Non tutto luccica adeguatamente, sia chiaro. Qualche forzatura nella sceneggiatura appare evidente, ad esempio quando, nella sequenza del ponticello sulla strada, l’apice della tensione che si intenderebbe raggiungere con l’incombente minaccia di due malintenzionati viene mitigato involontariamente dal tempo record nel quale la moglie di Franco Amore ritrova ciò che fino a poco prima sembrava il classico ago nel pagliaio. Oppure nella tirata finale, quando lo stesso Franco legittima di fronte al patriarca cinese la sua volontà di trattenere il bottino. Leggerezze dei film italiani quando affrontano la caratterizzazione di genere, così come ormai è da ritenere abituale il vecchio e irritante vizio di sussurrare parole per aumentare un pathos invece azzerato dall’incomprensibilità di ciò che viene detto.
Peccati veniali di un cinema che ci ha abituato a ben altri e più gravi difetti.

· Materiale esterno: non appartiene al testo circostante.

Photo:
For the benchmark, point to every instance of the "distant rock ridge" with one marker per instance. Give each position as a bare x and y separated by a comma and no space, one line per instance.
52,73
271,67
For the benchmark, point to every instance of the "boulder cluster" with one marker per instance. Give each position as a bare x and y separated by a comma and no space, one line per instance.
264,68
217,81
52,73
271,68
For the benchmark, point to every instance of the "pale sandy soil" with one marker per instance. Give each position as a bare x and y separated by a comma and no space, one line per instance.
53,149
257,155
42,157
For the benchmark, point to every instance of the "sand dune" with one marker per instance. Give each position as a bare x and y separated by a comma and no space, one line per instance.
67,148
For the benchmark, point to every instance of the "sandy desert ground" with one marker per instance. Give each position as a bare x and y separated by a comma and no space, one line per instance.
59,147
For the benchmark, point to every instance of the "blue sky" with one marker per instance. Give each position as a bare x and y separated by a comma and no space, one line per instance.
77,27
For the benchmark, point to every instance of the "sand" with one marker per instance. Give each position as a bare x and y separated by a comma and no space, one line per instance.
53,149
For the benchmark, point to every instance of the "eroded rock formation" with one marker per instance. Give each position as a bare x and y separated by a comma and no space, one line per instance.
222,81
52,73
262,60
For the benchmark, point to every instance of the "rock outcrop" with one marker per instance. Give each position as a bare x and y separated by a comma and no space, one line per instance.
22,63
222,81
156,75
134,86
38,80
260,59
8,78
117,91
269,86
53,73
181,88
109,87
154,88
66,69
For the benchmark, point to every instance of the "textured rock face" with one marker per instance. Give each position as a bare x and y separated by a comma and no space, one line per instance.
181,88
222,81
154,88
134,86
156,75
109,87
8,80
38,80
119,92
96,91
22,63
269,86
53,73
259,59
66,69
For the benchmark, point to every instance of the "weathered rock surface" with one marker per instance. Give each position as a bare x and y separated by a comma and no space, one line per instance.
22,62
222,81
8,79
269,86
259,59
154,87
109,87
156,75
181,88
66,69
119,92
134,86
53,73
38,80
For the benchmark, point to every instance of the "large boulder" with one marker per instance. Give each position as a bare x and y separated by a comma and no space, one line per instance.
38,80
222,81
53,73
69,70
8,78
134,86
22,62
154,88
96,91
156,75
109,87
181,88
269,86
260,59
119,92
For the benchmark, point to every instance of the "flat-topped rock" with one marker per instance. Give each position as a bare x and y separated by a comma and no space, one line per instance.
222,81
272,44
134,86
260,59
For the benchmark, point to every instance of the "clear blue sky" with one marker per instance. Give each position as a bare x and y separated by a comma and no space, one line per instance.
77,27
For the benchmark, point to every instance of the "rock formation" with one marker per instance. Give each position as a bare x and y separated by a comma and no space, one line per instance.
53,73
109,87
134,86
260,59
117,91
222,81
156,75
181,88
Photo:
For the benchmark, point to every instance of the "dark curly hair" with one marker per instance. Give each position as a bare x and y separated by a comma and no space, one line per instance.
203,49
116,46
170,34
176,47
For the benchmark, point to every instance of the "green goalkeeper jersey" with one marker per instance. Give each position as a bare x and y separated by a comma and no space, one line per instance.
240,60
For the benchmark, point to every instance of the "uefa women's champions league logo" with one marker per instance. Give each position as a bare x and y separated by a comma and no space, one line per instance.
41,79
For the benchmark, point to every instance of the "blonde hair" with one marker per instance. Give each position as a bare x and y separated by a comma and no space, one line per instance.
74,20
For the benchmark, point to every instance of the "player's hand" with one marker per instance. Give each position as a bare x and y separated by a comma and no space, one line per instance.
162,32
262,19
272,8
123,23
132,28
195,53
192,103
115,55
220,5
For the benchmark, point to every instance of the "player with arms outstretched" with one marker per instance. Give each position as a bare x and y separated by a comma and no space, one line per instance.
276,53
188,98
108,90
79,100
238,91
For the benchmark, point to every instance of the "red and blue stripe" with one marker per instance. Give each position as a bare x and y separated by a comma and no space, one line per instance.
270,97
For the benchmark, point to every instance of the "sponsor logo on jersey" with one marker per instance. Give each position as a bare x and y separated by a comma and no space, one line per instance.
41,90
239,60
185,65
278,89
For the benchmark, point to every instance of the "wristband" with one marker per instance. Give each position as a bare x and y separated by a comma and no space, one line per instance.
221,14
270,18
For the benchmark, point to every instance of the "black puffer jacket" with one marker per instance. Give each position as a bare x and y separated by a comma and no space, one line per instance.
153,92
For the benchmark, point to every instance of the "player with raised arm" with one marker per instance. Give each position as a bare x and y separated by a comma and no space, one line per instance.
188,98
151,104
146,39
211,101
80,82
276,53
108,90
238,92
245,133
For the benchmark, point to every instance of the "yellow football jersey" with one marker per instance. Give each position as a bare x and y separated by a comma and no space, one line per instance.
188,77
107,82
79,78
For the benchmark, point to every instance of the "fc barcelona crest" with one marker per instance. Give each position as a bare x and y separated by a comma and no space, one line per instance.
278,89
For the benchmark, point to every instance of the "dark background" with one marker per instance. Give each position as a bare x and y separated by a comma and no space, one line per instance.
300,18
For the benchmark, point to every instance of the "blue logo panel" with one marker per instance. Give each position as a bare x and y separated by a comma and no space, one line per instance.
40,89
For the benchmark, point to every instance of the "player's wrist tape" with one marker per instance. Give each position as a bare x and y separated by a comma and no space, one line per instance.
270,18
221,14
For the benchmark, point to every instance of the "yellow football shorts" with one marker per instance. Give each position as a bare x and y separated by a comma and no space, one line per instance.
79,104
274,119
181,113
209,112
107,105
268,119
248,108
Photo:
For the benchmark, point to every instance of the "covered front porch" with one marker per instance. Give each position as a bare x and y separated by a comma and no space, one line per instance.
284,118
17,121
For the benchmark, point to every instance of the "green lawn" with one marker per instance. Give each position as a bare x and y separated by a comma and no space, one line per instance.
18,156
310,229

Perché nonostante quanto segnalato, L’ultima notte di Amore ha il merito di tenere sempre alta la tensione fino all’ultima inquadratura, in un finale aperto e stuzzicante che potrebbe dire molto e invece significa ancora di più, limitandosi ad accennare un nervoso rècadrage che ricolloca il fato al centro delle dinamiche narrative del genere.
Di Franco Amore si dice che è Amore di nome e di fatto. Di se stesso lui racconta che per tutta la vita ha sempre cercato di essere una persona onesta, un poliziotto che in 35 anni di onorata carriera non ha mai sparato a un uomo. Queste sono infatti le parole che Franco ha scritto nel discorso che terrà all’indomani della sua ultima di notte in servizio. Ma quella notte, fra le strade di Milano, sarà più lunga e difficile di quanto lui avrebbe mai potuto immaginare. E metterà in pericolo tutto ciò che conta per lui: il lavoro da servitore dello Stato, il grande amore per la moglie Viviana, l’amicizia con il collega Dino, la sua stessa vita.